Photographie 2 : zone avec un moins bon développement de l’herbe du soudan.
La prairie est bien visible.

 

Les résultats de ces deux essais tendent à montrer que le semis de prairie sous couvert de sorgho (ou d’herbe du soudan) permet de sécuriser la récolte d’un fourrage : en cas de conditions favorables à l’herbe (pluies régulières, absence de chaleurs excessives), la prairie s’implante bien et peut même prendre le dessus sur le sorgho. Ce dernier permet tout de même une récolte le premier été. Si les conditions sont plus favorables au sorgho (sol drainant, chaleur) alors il prend le dessus et permet de sécuriser la constitution d’un stock de fourrage.
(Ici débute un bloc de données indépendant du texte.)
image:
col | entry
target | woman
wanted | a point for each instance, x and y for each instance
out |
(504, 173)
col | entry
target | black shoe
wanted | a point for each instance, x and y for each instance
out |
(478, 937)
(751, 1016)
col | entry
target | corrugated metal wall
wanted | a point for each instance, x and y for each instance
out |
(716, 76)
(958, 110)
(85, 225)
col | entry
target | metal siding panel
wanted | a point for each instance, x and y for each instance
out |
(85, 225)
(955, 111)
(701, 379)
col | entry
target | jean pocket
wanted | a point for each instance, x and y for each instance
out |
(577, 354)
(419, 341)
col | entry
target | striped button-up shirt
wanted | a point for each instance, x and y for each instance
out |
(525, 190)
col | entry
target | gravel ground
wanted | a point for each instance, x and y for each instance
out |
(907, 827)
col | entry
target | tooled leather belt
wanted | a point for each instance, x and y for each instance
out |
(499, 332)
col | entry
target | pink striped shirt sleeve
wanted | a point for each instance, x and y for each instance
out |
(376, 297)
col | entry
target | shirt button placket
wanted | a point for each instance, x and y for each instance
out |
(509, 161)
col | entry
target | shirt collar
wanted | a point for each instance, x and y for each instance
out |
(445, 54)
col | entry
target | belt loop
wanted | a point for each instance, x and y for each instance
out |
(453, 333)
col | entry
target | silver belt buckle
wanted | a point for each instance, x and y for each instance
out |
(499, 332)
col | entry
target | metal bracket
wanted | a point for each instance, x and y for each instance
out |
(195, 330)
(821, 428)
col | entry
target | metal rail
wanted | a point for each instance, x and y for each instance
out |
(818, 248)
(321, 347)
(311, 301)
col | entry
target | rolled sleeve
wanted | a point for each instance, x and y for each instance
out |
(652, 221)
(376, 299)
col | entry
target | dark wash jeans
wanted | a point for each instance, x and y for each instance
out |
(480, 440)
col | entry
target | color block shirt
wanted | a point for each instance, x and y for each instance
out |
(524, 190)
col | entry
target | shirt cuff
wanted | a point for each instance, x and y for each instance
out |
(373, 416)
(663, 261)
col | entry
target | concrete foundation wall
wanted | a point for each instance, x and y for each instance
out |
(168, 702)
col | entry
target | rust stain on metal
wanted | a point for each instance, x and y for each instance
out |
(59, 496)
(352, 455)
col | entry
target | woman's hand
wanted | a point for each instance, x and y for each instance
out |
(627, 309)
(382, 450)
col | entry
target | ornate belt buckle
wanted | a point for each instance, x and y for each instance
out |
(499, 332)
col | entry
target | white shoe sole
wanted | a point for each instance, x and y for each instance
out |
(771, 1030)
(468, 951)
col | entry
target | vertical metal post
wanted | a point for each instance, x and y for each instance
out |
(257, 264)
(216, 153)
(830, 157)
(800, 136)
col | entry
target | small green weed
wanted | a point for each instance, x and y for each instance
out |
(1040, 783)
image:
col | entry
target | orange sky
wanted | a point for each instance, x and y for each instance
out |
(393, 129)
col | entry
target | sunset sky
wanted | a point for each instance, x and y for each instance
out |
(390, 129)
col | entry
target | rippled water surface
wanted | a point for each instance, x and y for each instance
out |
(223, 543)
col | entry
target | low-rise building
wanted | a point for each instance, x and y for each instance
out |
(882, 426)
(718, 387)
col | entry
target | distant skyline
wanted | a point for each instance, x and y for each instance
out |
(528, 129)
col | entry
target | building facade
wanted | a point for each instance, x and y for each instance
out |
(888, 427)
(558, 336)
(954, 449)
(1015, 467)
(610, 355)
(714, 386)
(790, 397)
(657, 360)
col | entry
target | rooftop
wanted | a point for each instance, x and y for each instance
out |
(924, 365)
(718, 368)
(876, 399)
En revanche, il reste à étudier si le sorgho (ou l’herbe du soudan) s’est développé là où la prairie aurait eu de toute façon des difficultés à s’implanter, auquel cas il ferait office de « roue de secours », ou si c’est son développement qui a pénalisé la levée de la prairie, ce qui serait plus problématique.